Monthly Reports: The Provider will deliver status reports to the Client monthly. Where feasible, the reports will be provided electronically and will contain:

  • Service and support trend analysis

  • Milestone and Subscriber schedule status updates including any proposed revisions

  • Identification of support issues and concerns

  • Recommended action item list, assignments and status of assigned action items

  • Plans for the next reporting period

  1. Escalations

  2. Incident Tracking and Resolution

  3. Continuous Improvement

Annex 14 – Mobile Connectivity

Mobile Connectivity encompasses:

  • delivery of a data plan for music and digital signage system provided by the Provider. The data plan service will enable real-time monitoring of digital signage and remote management of the Client’s music content via the Harmony CMS platform.

Mood will provide a fully functional M2M (Machine to Machine) IoT data plan as part of the Provider’s services with a monthly

  • Monthly or weekly data usage report

  • In relation to Mobile Connectivity, all provided plans by the Provider will be part of a Data Pool. The Data Pool is shared among all active services devices provided by the Provider.

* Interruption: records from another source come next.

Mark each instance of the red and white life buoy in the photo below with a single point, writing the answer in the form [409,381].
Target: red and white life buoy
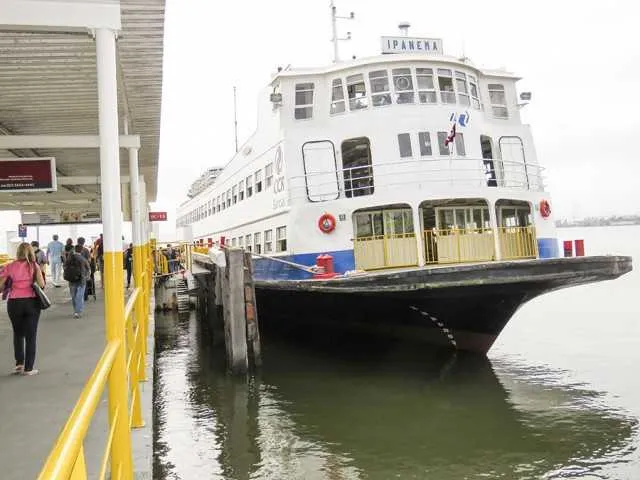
[545,209]
[327,223]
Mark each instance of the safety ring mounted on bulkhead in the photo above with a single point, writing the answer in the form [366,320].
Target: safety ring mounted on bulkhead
[327,223]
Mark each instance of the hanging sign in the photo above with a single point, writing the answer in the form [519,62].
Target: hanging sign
[28,174]
[157,216]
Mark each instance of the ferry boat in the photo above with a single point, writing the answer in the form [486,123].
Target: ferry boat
[410,177]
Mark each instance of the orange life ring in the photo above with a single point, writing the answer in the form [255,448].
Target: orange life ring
[545,209]
[327,223]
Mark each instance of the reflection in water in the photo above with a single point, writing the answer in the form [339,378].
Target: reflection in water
[383,411]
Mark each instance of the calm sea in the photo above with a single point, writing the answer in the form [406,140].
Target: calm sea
[558,397]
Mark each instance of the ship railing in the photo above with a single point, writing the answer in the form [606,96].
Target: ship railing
[442,174]
[518,242]
[459,245]
[385,251]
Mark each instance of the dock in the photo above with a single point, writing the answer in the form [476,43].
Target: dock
[33,410]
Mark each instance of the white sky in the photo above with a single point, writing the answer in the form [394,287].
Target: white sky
[581,60]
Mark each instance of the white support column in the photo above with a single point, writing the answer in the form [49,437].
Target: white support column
[418,229]
[493,217]
[136,199]
[113,281]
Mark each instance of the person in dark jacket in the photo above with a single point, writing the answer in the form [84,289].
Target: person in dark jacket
[77,271]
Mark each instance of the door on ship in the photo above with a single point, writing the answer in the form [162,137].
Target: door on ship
[385,239]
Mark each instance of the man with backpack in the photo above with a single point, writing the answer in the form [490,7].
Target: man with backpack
[77,271]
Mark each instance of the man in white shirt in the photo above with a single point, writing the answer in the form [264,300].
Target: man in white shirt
[54,255]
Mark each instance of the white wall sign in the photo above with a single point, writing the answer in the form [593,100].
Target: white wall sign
[411,45]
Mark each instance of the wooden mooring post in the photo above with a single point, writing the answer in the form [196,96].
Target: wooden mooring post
[242,336]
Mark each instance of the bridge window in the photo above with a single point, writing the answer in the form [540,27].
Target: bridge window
[249,185]
[461,86]
[304,101]
[445,83]
[268,241]
[281,239]
[268,176]
[426,88]
[404,143]
[356,162]
[442,148]
[498,100]
[337,97]
[320,171]
[379,81]
[257,242]
[424,139]
[403,85]
[473,86]
[357,92]
[258,177]
[459,143]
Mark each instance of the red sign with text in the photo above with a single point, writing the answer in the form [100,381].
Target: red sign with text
[157,216]
[27,174]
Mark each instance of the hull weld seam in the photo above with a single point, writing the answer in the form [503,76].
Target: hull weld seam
[439,324]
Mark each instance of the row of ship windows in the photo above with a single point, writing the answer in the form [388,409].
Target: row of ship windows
[424,144]
[402,86]
[237,193]
[253,242]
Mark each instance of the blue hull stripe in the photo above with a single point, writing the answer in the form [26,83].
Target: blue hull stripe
[265,269]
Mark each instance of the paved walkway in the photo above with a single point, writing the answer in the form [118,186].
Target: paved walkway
[33,410]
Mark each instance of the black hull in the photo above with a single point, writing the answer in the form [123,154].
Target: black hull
[461,307]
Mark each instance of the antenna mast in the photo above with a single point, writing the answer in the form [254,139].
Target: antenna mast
[235,118]
[334,28]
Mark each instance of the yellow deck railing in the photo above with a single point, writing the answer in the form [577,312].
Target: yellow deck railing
[385,251]
[67,460]
[518,242]
[459,245]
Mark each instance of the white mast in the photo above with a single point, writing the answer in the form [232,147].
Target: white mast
[334,28]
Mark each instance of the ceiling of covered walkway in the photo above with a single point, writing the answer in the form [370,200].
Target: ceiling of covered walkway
[48,86]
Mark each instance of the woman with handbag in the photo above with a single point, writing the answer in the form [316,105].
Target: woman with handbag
[24,306]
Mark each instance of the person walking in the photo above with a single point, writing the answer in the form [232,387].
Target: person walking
[128,263]
[68,248]
[77,271]
[23,306]
[54,256]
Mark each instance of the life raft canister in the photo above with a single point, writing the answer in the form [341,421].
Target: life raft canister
[545,209]
[327,223]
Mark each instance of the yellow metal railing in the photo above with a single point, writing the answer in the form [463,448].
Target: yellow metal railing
[385,251]
[518,242]
[459,245]
[67,460]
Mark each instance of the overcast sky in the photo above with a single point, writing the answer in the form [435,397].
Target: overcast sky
[580,59]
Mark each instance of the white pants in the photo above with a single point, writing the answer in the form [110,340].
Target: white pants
[56,268]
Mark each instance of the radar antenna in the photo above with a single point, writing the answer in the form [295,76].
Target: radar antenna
[335,39]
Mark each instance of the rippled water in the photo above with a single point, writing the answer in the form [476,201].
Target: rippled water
[557,398]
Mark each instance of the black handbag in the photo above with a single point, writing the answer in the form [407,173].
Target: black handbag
[42,298]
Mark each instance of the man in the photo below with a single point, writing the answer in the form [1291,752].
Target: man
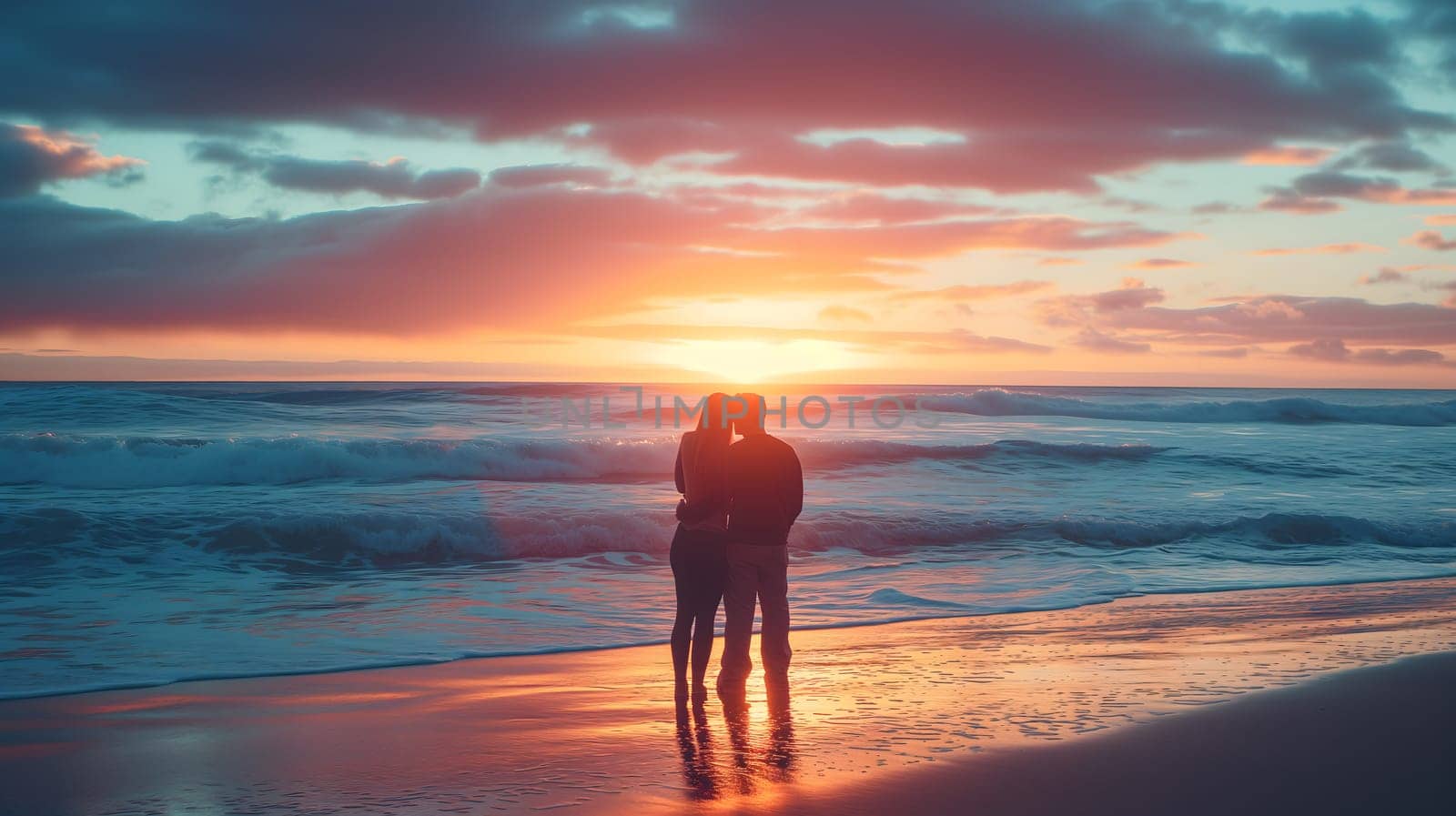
[764,497]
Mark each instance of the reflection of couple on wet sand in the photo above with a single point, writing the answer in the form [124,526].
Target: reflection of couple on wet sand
[732,546]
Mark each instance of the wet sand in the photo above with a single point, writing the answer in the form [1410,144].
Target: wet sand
[1026,713]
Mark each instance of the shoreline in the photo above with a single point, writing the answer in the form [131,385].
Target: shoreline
[1373,740]
[408,663]
[597,729]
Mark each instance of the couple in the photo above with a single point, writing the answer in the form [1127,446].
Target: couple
[732,544]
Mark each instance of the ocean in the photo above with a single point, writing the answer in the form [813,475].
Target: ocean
[155,533]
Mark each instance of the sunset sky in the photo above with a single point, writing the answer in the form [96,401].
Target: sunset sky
[1138,192]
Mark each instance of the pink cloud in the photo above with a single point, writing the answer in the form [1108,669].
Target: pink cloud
[1161,264]
[1433,240]
[844,315]
[33,156]
[875,208]
[985,291]
[1322,249]
[541,175]
[499,257]
[1290,156]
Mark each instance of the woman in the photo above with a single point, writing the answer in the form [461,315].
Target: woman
[698,558]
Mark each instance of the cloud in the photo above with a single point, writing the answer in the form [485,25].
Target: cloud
[1394,157]
[1314,192]
[1097,340]
[844,315]
[1327,349]
[877,208]
[1218,208]
[392,179]
[747,80]
[1385,275]
[1336,351]
[539,175]
[31,156]
[1433,240]
[967,293]
[1074,310]
[1252,318]
[954,340]
[1161,264]
[1289,156]
[495,257]
[1322,249]
[1286,199]
[1237,352]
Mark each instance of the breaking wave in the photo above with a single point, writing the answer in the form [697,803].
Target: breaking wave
[997,402]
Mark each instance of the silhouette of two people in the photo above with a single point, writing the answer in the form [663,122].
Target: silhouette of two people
[740,499]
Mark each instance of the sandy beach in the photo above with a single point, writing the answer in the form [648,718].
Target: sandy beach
[1019,713]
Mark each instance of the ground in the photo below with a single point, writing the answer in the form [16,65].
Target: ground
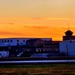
[38,69]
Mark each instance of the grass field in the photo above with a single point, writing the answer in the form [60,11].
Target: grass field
[38,69]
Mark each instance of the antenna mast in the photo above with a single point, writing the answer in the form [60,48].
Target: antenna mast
[68,26]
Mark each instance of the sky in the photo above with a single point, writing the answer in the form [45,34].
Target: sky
[36,18]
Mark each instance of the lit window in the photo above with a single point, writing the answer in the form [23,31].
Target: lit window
[5,41]
[23,40]
[37,50]
[10,40]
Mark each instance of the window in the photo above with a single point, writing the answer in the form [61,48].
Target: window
[10,40]
[23,40]
[17,44]
[2,40]
[5,41]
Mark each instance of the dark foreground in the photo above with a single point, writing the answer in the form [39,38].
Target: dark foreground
[38,69]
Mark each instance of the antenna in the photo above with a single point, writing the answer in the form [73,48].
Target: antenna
[68,26]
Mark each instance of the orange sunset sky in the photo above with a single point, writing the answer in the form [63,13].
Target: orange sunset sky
[36,18]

  • An overage GIG rate will be charged if the average usage exceeds the contracted plan. Plans pool on the same data package, so if the Client selects more than one plan the devices will pool between the same data Plan Package.

Example A

100 devices at 2GB Plan, Client has a total of 200 GB

10 devices consumed 5GB but all 90 others consumed 1GB

Total Monthly Consumption: 50+90 = 140GB

This month Client will be billed a 2GB Plan for all lines.

Example B

X” Pooling devices: 10 devices at 2 GB Plan – Client has a total of 20GB

5 devices consumed 1GB, 5 devices consumed 4GB

Total Monthly Consumption: 5+20 = 25GB

This month Client will be billed for a 10x 2GB Plan plus an overage of 5GB

Y” Pooling devices- 5 Devices at a 5 GB Plan – Client has a total of 25GB

devices consumed 6 GB, 2 devices consumed 2GB

Total Monthly Consumption: 18+4 = 22 GB

This month Client will be billed for 5x 5 GB Plan

The following are not included in Mobile Connectivity:

  • Problems that result, directly or indirectly, from:

  • Brackets, mounting, and adapters;

  • External causes such as accident, abuse, misuse or problems with electrical power;

  • Servicing not authorized by the Provider;

  • Usage that is not in accordance with product instructions;

  • Failure to follow the product instructions or failure to perform preventive maintenance;

  • Using accessories, parts or components not contained on original product specification kit;

  • Services required due to unauthorized attempts to install, repair, maintain, or modify hardware, firmware, or software;

  • Failure to use approved device power supply.

  • Accidental Damage

  • For any Incident that the Provider determines falls Accidental Damage any Client request for repair will incur an additional list price labor and parts rates billed as part of the monthly plan charges.